About 250 children use the centre’s deaf and hard of hearing services – they include language, speech and auditory therapy, parent-to-parent support, sign language instruction, cochlear implant habilitation and educational materials.

The centre has a team of 20 staffers who perform hearing intervention, speech pathology, teaching of the deaf and hard of hearing and auditory verbal therapy.

Three support staff – all early childhood education workers, one of them a sign language teacher – are all either deaf or hard of hearing, notes BCFHRS executive director Noreen Simmons.

“The deaf staff uses only sign language to communicate.”

 

 

 

Photo: Deaf and hard-of-hearing kids and their caregivers participate in a mingle-and-play event at the BC Family Hearing Resource Society’s centre in Fleetwood.

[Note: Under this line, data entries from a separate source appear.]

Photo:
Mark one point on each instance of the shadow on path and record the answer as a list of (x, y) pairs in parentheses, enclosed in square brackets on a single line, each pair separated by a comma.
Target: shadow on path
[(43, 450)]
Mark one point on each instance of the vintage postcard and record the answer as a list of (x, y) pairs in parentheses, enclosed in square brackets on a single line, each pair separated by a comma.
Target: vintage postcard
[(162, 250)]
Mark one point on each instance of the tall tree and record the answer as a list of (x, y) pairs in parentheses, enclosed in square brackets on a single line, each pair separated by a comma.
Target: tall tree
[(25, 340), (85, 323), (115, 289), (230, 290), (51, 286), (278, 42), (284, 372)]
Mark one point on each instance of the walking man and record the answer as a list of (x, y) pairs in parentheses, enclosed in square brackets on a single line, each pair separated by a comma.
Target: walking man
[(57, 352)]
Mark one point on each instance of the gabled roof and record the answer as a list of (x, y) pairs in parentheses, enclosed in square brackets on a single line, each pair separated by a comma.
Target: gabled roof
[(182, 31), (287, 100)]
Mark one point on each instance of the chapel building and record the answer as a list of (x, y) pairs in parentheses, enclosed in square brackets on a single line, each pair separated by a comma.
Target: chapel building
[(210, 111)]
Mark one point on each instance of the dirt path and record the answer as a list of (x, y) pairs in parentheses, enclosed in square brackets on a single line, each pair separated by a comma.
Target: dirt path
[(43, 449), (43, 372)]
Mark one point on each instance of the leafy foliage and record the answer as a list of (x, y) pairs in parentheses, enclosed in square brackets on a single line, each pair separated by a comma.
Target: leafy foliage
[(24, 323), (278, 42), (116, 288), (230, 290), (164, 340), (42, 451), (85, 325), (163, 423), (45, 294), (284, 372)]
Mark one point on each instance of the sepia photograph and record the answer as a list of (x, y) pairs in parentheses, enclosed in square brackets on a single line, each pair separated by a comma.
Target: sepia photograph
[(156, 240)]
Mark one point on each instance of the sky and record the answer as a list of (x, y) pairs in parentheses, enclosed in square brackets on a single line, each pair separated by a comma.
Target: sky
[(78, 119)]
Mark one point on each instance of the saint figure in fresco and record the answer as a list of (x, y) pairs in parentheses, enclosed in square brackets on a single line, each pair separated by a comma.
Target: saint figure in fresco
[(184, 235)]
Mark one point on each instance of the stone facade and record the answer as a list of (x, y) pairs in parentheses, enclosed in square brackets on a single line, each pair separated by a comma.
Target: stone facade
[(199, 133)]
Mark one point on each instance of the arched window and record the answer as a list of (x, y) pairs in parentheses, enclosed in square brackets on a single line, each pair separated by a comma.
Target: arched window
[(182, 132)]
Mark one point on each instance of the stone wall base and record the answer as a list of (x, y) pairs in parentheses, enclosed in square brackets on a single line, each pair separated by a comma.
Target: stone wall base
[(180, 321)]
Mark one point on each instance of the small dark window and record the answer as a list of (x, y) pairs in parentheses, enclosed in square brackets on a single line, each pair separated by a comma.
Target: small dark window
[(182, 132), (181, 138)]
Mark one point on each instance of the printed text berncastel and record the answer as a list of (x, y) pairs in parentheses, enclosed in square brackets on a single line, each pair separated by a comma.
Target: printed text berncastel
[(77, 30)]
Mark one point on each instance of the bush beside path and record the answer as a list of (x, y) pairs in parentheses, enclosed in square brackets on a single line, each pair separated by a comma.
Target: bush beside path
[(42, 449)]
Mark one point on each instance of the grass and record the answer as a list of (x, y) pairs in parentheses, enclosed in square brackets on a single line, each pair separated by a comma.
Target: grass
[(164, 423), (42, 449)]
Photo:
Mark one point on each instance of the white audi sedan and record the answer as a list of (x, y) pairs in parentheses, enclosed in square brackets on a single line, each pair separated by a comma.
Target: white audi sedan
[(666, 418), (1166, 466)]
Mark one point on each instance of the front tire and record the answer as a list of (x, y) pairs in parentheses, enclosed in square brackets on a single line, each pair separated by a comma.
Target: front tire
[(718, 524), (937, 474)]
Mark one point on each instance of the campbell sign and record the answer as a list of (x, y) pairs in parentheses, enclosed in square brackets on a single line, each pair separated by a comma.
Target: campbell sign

BCFHRS also runs the Surrey Early Speech and Language Program (SESLP), which serves about 400 local kids and specializes in speech and language disorders – such as stuttering – that are not related to hearing loss.

Half of BCFHRS’s clients are from the Fraser Valley. The rest are the B.C. interior (17 per cent), Vancouver Coastal (15 per cent), Northern B.C. (nine per cent) and Vancouver (nine per cent).

The BCFHRS’ building has been the society’s headquarters for the last nine of its 29 years. It is funded by the B.C. Ministry of Children and Family Development as well as public donations, including major annual contributions by the Royal Purple of Canada, a group linked to The Elks.

The Elks and Royal Purple Fund for Children, which donated $108,000 to the BCFHRS on Aug. 7, has states its purpose on The Royal Purple’s website: “To provide medical funding for children under the age of 19 and support programs addressing the needs of children with hearing and speech disorder.”

And these days, they’re getting helped younger than ever.

Compared with other kids diagnosed at the at age of three or four, early diagnosis “makes a world of difference,” says Lisa.

By the age of one, Lily had already caught up to her peers in speech and language with the therapy at the centre.

“If you were to put her in a group of kids her age, she’d speak the same as them,” she says, crediting the early adoption of hearing aids.

Lisa says having a child with a diagnosis of a hearing problem does not have to define who they are – especially when there’s help available.

“The other thing is when they get them this early, she doesn’t know any different,” she adds. “She’s not like a five-year-old who now has to try to put them on and feel different (from other kids). She’s always known them and loves having them in because she can hear us.

“She’s a perfectly normal kid, and that’s all you can ask for, right?”